Tuesday, October 27, 2015

Economic Recession: A Wake Up Call (part 1 of 2)


Economic recession is an event that nobody seems to be happy hearing.  Every time recession is being mentioned in casual conversations, it seems that everybody participating shudder in fear anticipating the worst.

An economic recession is an economic slowdown that happens in two consecutive quarters.  Some economists would say that this is associated with series of events that generally recognized to be “market correction”.  What is this series of events?

An economic recession happens when there is more supply than the actual demand of the product.  This leads to a decline in the gross domestic product.  What happens during economic recession is that it provides a “cooling off” period for creating on new products that will interest the consumers and of necessity.

When compared to agriculture, it is common sense among farmers that the land needs an time interval between the harvesting season and next planting season.  Sometimes farmers would plant a different kind of seed that is known to bring and enrich the land again for the next planting season.  Somehow this applies in financial and trade markets.

Some businesses would see economic recession as the time to reinvent.  Time to innovate and create new products that will create a market hype and again will encourage consumers to purchase goods.  Many businesses who have switched their attention in innovating during economic recessions show high probabilities of succeeding.

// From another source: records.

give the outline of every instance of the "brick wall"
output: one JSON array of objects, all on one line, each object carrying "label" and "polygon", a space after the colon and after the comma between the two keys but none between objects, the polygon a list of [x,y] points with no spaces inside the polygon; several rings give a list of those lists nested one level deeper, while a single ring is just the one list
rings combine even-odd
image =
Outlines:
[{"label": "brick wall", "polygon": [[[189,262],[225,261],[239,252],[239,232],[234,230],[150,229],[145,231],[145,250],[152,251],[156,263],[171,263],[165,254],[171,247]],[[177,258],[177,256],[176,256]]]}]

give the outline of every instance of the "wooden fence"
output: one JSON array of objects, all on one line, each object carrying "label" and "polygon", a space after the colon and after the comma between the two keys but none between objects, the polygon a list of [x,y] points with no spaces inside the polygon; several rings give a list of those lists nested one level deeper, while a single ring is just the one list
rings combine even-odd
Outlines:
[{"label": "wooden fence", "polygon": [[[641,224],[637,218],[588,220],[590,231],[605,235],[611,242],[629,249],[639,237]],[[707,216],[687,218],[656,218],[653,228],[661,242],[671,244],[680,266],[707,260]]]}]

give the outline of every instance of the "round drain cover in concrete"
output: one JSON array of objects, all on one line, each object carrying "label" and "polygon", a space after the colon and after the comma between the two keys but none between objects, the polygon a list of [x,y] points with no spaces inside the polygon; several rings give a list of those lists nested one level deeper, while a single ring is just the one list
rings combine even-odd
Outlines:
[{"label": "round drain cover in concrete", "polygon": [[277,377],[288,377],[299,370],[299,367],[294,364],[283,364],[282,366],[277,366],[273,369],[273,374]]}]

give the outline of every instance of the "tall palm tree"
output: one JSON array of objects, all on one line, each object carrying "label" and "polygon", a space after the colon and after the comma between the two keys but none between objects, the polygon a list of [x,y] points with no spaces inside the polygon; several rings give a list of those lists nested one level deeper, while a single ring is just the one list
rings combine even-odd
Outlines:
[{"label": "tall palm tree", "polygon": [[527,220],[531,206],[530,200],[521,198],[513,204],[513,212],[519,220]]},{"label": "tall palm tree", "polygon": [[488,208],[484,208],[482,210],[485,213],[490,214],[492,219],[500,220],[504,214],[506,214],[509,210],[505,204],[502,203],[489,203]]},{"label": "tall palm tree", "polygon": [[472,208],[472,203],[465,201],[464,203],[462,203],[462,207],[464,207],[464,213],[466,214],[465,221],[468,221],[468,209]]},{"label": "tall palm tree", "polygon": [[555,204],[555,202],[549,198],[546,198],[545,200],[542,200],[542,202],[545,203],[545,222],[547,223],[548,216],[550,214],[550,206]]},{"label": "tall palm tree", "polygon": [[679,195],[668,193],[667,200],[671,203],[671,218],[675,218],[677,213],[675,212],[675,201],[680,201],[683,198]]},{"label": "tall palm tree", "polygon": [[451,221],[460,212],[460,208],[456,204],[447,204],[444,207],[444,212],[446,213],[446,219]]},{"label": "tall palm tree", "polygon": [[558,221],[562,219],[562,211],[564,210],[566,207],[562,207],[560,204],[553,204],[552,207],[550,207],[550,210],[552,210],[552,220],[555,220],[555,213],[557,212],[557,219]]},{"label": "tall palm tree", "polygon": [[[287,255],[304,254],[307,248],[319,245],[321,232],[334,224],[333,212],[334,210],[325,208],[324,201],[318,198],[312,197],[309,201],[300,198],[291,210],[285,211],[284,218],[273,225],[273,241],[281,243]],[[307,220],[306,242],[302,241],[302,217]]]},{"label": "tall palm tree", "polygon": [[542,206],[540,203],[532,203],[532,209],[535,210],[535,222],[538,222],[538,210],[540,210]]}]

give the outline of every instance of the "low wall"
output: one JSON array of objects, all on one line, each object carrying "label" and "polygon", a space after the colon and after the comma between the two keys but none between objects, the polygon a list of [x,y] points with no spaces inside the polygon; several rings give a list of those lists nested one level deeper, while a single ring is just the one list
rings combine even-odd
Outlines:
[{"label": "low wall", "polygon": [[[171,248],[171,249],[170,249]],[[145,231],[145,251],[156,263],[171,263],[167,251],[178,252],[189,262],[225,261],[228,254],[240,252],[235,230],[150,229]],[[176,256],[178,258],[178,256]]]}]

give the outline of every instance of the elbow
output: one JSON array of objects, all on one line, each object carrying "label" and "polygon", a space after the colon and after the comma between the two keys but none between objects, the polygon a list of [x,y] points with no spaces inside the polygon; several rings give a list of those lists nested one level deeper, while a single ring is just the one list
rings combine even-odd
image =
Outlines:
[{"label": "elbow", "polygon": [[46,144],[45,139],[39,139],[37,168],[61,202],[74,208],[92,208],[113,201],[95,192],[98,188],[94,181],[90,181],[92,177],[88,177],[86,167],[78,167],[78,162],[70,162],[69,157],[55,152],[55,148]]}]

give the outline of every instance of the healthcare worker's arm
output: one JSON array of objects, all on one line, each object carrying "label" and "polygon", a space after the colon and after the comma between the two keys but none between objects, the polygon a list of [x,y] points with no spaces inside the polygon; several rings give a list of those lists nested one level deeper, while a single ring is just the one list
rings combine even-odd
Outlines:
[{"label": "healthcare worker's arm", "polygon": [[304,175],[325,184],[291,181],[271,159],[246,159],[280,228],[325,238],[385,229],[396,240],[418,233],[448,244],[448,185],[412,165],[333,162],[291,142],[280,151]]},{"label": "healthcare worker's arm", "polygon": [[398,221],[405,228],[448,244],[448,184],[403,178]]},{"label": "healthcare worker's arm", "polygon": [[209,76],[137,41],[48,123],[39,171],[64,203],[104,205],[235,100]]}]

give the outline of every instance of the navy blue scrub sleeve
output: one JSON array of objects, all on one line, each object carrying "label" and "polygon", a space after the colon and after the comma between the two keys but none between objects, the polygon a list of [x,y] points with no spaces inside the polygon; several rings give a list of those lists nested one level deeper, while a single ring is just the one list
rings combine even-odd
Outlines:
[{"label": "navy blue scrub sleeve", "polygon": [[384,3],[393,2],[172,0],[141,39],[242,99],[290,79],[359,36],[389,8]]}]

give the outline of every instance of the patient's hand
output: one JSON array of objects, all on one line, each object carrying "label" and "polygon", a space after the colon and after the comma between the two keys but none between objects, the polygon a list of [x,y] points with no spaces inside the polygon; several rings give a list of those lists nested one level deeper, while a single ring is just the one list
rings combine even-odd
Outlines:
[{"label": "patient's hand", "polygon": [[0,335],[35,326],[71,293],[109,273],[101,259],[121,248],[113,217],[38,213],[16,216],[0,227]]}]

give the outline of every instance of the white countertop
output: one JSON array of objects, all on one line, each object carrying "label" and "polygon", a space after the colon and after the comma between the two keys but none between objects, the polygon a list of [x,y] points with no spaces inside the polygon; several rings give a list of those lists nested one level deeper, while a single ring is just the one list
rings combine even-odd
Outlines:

Since there is a large selection of products in market trying to capture the unmindful consumers, the period of recession accelerates the quality of products being available in the market.  Since companies are trying to get the consumer’s money, they would likely to produce improved product quality, improved services at lower prices.

Since there are products that would not sell, this would push companies and sellers to inspect their production methods.  This is a good time in filtering out production methods and equipment that compromises the quality, efficiency and speed of creating products.